Rancho Santa Fe was way out in the country. Fellow classmates either had huge homes or had to raise chickens and horses, sometimes both. The “ranch” kids were the only ones that had their own cars.
Alicia Terry remembers hanging out at the A&W (where Leucadia Pizza is today). She had to share a locker with Paul Ecke. She thought block scheduling of classes on Monday through Thursdays was pretty cool. Her first job was at Curl and Color Salon in Del Mar. She’d make $1.75 an hour to clean hair out of the brushes.
Paul Ecke reminded us that the class of 1974 was the last big, full class of everyone — from Del Mar to La Costa — to attend San Dieguito. Torrey Pines opened the next year.
Michele DeGraw remembers the fun at center court. It was laid back, everyone liked each other, and Mr. Morris (our principal) would come out play his harmonica. The Eden Gardens boys always hung out on one wall near center court.
Prom was at the Scottish Rite Temple in Mission Valley. A few of the reunion members took each other as dates.
Dirty deeds on campus? After science teacher Mr. Herms took roll, one could simply slide out the open window and head out off campus. That and the stolen book of call-to-the-office slips.
Before the 1974 gas crisis, Tim Hayashi said gas was 25 cents a gallon at the Shell Station on Santa Fe Dr. and at Jim’s Enco (pre-Exxon) on Encinitas Blvd. Everyone remembers waiting in long gas lines, and then being able to only purchase based on your even or odd license plate number.

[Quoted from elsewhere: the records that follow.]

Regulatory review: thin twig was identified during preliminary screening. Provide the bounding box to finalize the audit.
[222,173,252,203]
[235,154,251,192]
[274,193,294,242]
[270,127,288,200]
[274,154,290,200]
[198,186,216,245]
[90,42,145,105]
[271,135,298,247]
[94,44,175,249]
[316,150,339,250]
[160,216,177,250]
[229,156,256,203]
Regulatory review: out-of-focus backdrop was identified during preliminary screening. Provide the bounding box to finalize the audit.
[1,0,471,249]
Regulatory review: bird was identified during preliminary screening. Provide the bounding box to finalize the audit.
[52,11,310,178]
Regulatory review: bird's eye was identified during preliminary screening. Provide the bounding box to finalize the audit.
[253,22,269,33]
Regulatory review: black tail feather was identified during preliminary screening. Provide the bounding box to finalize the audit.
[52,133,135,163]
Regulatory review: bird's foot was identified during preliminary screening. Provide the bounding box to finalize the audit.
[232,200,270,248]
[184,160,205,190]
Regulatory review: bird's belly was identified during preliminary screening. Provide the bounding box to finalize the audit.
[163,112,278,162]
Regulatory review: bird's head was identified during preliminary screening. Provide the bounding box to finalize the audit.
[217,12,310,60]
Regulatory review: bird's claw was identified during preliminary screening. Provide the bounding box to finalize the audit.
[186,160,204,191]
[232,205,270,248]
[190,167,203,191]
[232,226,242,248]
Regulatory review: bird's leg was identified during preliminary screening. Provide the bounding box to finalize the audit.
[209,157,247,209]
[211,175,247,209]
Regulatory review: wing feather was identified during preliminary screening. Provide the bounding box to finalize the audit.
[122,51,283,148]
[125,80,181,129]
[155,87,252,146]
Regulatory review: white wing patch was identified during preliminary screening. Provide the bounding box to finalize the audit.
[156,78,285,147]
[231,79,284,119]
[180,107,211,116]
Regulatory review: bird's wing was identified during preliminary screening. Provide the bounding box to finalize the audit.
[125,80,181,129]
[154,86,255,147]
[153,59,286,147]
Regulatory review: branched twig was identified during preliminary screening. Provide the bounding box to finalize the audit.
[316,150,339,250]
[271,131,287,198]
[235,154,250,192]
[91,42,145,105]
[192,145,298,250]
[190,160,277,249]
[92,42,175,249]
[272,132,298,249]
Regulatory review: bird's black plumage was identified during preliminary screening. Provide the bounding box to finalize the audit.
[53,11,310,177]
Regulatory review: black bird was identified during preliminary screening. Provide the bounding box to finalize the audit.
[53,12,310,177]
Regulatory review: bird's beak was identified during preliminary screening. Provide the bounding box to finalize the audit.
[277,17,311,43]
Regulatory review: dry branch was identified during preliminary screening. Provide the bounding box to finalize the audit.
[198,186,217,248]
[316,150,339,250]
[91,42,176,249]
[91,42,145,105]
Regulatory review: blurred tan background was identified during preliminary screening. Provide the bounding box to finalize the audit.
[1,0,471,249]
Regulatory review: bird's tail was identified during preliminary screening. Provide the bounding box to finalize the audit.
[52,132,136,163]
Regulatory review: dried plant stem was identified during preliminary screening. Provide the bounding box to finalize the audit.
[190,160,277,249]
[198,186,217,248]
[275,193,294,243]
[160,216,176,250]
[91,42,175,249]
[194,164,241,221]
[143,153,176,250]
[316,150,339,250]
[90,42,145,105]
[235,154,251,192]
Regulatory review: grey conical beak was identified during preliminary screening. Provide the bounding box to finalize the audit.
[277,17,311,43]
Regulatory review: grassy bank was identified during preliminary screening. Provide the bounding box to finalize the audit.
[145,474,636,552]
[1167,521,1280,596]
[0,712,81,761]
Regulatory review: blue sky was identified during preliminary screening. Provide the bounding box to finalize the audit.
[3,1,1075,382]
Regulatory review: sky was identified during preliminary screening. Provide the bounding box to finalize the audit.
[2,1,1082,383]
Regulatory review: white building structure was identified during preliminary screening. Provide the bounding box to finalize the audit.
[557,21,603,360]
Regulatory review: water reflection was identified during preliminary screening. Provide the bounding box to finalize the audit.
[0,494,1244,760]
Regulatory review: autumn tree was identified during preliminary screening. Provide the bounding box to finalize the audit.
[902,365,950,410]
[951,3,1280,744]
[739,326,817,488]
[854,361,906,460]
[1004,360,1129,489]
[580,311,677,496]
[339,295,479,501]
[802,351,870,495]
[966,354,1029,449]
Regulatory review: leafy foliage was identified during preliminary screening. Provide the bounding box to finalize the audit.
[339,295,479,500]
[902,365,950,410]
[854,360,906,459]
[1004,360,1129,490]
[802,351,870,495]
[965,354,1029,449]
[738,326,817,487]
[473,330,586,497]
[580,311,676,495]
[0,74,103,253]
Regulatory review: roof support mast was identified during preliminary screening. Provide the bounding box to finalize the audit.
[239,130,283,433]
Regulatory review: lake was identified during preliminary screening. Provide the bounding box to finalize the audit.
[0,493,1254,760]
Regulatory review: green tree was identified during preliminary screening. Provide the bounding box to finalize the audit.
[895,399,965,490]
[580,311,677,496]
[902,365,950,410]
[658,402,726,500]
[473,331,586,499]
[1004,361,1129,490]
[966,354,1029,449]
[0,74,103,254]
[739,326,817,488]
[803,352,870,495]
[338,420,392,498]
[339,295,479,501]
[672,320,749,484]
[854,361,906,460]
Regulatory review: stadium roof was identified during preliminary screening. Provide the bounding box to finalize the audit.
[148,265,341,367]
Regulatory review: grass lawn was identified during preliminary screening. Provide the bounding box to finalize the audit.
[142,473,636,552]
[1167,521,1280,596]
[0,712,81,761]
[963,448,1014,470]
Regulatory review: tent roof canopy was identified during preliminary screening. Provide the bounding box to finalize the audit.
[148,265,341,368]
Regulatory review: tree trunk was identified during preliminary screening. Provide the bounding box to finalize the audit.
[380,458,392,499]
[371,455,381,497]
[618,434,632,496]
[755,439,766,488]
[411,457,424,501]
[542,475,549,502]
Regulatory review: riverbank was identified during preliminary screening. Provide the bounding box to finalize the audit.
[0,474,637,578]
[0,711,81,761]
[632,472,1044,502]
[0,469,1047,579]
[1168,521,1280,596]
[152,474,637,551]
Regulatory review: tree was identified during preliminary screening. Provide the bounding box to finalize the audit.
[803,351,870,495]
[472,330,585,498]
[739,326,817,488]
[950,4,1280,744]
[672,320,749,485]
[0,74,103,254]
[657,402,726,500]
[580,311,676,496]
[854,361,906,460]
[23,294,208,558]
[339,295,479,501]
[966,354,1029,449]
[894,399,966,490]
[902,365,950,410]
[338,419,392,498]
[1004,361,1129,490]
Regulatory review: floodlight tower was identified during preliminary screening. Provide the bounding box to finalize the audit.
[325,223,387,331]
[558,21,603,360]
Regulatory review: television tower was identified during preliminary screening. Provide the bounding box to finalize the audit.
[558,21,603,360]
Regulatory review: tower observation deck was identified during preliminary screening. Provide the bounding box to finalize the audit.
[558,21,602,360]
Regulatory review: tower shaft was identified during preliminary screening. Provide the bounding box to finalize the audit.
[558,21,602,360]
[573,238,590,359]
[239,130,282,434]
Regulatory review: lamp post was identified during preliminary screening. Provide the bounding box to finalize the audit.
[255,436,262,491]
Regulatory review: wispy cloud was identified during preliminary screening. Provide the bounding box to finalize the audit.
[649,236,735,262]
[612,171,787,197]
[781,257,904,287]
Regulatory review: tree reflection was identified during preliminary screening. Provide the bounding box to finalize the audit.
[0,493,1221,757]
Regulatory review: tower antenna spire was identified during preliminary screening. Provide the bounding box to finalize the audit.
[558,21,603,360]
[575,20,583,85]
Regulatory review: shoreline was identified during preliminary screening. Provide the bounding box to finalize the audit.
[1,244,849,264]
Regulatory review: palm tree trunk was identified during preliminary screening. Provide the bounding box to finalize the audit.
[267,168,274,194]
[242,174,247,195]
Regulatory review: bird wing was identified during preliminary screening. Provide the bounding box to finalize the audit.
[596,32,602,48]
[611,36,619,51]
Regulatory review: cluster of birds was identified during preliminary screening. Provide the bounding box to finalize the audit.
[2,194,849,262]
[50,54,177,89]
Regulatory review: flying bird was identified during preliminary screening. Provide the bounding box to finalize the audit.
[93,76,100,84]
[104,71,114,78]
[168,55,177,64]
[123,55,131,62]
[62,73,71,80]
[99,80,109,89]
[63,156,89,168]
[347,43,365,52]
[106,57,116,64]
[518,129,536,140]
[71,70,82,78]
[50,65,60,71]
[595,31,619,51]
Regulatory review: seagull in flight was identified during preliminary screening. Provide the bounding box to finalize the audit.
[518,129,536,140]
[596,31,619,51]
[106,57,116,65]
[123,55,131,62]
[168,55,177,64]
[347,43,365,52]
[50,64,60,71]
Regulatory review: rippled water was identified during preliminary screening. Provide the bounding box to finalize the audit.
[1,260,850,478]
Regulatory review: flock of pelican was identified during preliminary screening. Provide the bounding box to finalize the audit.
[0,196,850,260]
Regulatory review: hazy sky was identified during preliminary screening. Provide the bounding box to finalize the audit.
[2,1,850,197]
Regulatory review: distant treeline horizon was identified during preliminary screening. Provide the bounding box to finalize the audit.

Value Fair! Everyone loved Value Fair (a pre-Target department store where the Seaside Market shopping center is today).
Streakers! Students actually took off their clothes and ran naked through the school. No names were mentioned, but we know who there were.
There was nothing better than taking your 17 year-old girlfriend to the couches at the La Paloma Theater. Even though one may not have known what to do with a girl on the couches, it was really cool that you went.
All in all, the general feeling was Mayberry had nothing on the adventures of growing up at San Dieguito in the early 1970s. It was still a small town, everyone knew each other, students could participate in both 4H farming and surfing.
Tim Hayashi summed it up best. “It was a blessed time.”